Reader David Glück referred me to this site, which prompted me to respond. Perhaps you’ll go there, read the essay, and return to see my response, below…
I read this unsigned essay with great interest. Therein, I found a few canards of which I’d not previously heard. For example, I assure the author that I, as a devoted skeptic but not a cynic, personally have no fear nor worry whatsoever that claimed psi phenomena might turn out to be real, as he thought might be the case with some. In fact, upon being presented with firm evidence establishing this wonderful circumstance, I would delight in trying to solve the modi operandi that might bring about telepathy, precognition, or other such phenomena.
The author writes: “Sceptics – identified as such from prior personality profiling – have been found unconsciously to influence the results of psi experiments by consistently producing results lower than would be expected by chance.” Using that same standard, substitute “believers” for “sceptics,” and “higher” for “lower.” I believe this is properly described by an old saying involving interchangeable sauce for geese and ganders…?
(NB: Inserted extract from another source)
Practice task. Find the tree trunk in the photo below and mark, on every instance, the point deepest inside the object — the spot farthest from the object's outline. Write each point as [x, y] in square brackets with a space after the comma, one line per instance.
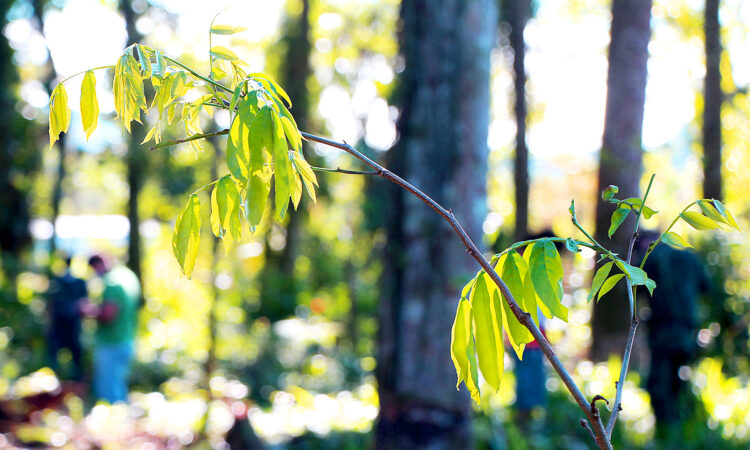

The "It's the kind of thing I would not believe in even if it were true" statement is, to me, unforgiveable, and I cannot embrace that thought. I am a rationalist, and proper evidence will establish, for me, any claim. For the last decade, through the James Randi Educational Foundation, I have offered a one-million-dollar prize to any person who can establish that any paranormal, supernatural, or occult claim is true. The fact that no one has won this prize, nor even passed the preliminary stage of testing, either indicates that no one can do so, or that a suitable applicant has yet to apply. I prefer the latter possibility, though I admittedly have no belief in these wonders, because all that I’ve seen in my 80-plus years, have been the results of trickery or self-delusion.
The author also writes: “A great deal of what debunkers write in their books is not really researched at all closely, but simply lifted from earlier books.” In respect to this comment, I refer you to the geese-and-ganders sauce application mentioned above… I note, too, that the author quotes extensively from staunch believers, and expresses little – if any – doubt that they speak sooth.
True skeptics are always willing to be shown, as I am. And it may happen, though I note that none of the prominent figures of today such as Uri Geller have expressed any interest in accepting my challenge. That, in itself, speaks loudly to the skeptic. But then, Geller appears to be making a bid to tell all, since he now only accepts the designation “entertainer” or “showman,” not wanting to be described as “psychic.” What will the next phase of his newly-adopted stance involve, I wonder?